# VIOLET 1966 stingray



## red strat (Jul 4, 2020)

Just purchased off of original owner...1966 KB schwinn stingray in violet color no fenders...any info


----------



## REC (Jul 26, 2020)

Love the fenderless stik-shift models.
I have a couple of fenderless 5 speeds, and a  CG version of the 3 speed I bought by mistake.... Some mistakes are worth it!!
The C Green one:



Original seat is in a box in the shop - no stripe on it. This was one of the best mistakes I've made, as I thought I was buying the 5 speed fenderless one I got shortly after this one. Both of then were in very good condition... Both came from flea-bay, and this one is the proof that I need to have some coffee before trying to go through the listings in the early hours of the morning.
This is what I thought I was bidding on in my caffeine deprived state:


----------



## red strat (Jul 26, 2020)

nice looking bikes... ive been in to off brand bikes lately...   but if i find stingray with stick shift and in violet i'll take it....stingray joe was helping me with it telling me what wasn't original on it...so i 'm looking for peddles and the right sissy bar for a 1966 ...here's pictures of cleanup so far


----------



## Digablekid (Jul 26, 2020)

Nice bike!

Here's my fenderless '74 5-speed. I switched out the thumb shifter for a stick.


----------



## REC (Jul 26, 2020)

red strat said:


> nice looking bikes... ive been in to off brand bikes lately...   but if i find stingray with stick shift and in violet i'll take it....stingray joe was helping me with it telling me what wasn't original on it...so i 'm looking for peddles and the right sissy bar for a 1966 ...here's pictures of cleanup so far
> 
> View attachment 1235708



That's coming out looking pretty BadAss!! My Sting-Ray as a kid was a purple deluxe with a Kickback - Found a close copy a few years ago. The only thing not on mine is the speedo that my sister gave me for it. Damn near killed myself trying to peg the needle. Hit 42 just before going into launch mode. 2 and a half months later, I finally looked like a normal person again (outer epidermus finally healed on my face, back, arms and legs. It was not pretty!)
'66 Deluxe:



A week later, I was back out riding again.


----------



## REC (Jul 26, 2020)

Digablekid said:


> Nice bike!
> 
> Here's my fenderless '74 5-speed. I switched out the thumb shifter for a stick.
> 
> View attachment 1235797



The AM/FM/Cassette player must have been a nice option! Iiked these in red so much I had to find one. Another case of the need for instant gratification handled!
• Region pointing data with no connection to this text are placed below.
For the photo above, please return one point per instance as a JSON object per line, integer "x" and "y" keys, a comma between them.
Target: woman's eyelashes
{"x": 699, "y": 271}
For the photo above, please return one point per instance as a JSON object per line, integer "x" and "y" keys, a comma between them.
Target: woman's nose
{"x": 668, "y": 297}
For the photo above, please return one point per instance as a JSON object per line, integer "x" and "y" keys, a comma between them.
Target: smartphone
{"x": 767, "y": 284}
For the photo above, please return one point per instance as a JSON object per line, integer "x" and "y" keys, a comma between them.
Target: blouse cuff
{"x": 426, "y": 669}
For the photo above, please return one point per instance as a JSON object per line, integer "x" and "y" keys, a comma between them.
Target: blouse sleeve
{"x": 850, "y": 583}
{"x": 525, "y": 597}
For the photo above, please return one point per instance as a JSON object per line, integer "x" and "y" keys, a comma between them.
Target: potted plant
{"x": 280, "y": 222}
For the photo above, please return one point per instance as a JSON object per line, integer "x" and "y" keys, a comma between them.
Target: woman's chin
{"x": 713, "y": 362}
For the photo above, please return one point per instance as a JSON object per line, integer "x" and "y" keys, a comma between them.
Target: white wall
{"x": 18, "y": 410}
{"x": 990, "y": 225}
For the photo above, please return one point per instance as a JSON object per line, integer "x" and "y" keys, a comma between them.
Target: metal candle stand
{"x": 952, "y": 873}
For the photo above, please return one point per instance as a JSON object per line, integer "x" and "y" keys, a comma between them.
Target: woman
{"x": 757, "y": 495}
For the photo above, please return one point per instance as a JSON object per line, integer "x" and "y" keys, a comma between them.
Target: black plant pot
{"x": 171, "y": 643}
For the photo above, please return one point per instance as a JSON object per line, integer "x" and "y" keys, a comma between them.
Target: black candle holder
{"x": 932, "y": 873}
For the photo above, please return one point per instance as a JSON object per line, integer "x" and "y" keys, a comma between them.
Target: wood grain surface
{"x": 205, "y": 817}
Red is almost as good as purple, but I didn't find a purple one.....


----------



## red strat (Jul 26, 2020)

awsome bikes love it...


----------



## buck sova (Aug 2, 2020)

My original paint 65 with a kicker


----------



## red strat (Aug 2, 2020)

nice


----------



## fatbike (Aug 27, 2020)

Digablekid said:


> Nice bike!
> 
> Here's my fenderless '74 5-speed. I switched out the thumb shifter for a stick.
> 
> View attachment 1235797



I had that same Sanyo radio growing up in the 80s , crap, I haven't seen one in years, or decades. Cool Ray too!


----------